Он ощутил бархатистость ее кожи на внутренней стороне бедер. А раздвинув ей ноги, услышал, как у нее участилось дыхание.
Тем вечером, памятуя о распоряжении судьи, Джесс на своей машине отвезла Роба домой и осталась вместе с ним. Она прихватила только самое необходимое – ночнушку, рабочую одежду. Рано утром ей нужно быть в питомнике. Грэхем Эдер уже предупредил ее, что необходимость присмотреть за Соком и посещение суда вместе с Робом «съели» все ее отгулы. «Мы тут не на прогулке, знаете ли», – туманно заметил он.

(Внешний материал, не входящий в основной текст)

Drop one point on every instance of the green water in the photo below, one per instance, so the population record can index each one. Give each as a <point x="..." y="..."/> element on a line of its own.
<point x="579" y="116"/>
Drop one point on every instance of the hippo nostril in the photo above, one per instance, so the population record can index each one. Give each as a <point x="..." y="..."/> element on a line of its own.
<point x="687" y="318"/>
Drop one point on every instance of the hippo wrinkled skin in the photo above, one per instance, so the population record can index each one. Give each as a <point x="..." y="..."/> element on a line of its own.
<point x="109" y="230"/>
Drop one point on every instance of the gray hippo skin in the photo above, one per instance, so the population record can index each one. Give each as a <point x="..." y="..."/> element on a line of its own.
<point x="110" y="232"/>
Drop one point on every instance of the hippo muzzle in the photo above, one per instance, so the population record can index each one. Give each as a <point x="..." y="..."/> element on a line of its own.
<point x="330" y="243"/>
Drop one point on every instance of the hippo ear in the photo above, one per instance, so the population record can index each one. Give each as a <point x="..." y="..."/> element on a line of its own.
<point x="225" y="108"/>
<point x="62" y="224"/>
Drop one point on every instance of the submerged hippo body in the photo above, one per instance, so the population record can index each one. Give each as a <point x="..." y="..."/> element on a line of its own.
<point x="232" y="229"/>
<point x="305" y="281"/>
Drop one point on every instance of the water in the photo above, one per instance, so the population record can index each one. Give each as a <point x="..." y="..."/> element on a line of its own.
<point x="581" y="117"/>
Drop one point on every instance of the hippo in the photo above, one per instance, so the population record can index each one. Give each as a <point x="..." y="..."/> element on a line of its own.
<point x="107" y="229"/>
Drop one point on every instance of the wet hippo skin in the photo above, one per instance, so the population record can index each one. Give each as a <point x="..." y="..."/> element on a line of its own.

Джесс уже бывала в крохотной квартирке Роба – заскакивала на какой-нибудь час. Она поставила сумку со своими вещами на стул и стала внушать себе, что может чувствовать себя как дома. Нельзя сказать, чтобы в квартире было грязно. Вдоль одной стены шли искусно сделанные полки; еще в первый визит ее восхитили гладкая поверхность и идеально зачищенные стыки. Роб был мастером своего дела!